Jamaladdin Gadzhievich Magomedov (Джамаладдин Магомедов; Camaləddin Məhəmmədov; born March 14, 1989, in Makhachkala) is a Russian-born naturalized Azerbaijani freestyle wrestler of Avar descent, who played for the men's super heavyweight category. In 2011, Magomedov had won two bronze medals at the World Wrestling Championships in Istanbul, Turkey, and at the European Wrestling Championships in Dortmund, Germany. He is also a member of Atasport Wrestling Club in Baku, and is coached and trained by Anvar Magomedgadzhiev of Russia.

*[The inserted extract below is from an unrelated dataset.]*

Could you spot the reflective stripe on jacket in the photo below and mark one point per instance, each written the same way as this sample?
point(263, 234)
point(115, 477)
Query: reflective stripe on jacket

Magomedov represented his current nation Azerbaijan at the 2012 Summer Olympics in London, where he competed for the men's 120 kg class. He lost the qualifying match to Russia's Bilyal Makhov, who was able to score five points in two straight periods, leaving Magomedov without a single point.

At the 2016 Olympics, he lost to Tervel Dlagnev in the second round. In March 2021, he competed at the European Qualification Tournament in Budapest, Hungary hoping to qualify for the 2020 Summer Olympics in Tokyo, Japan.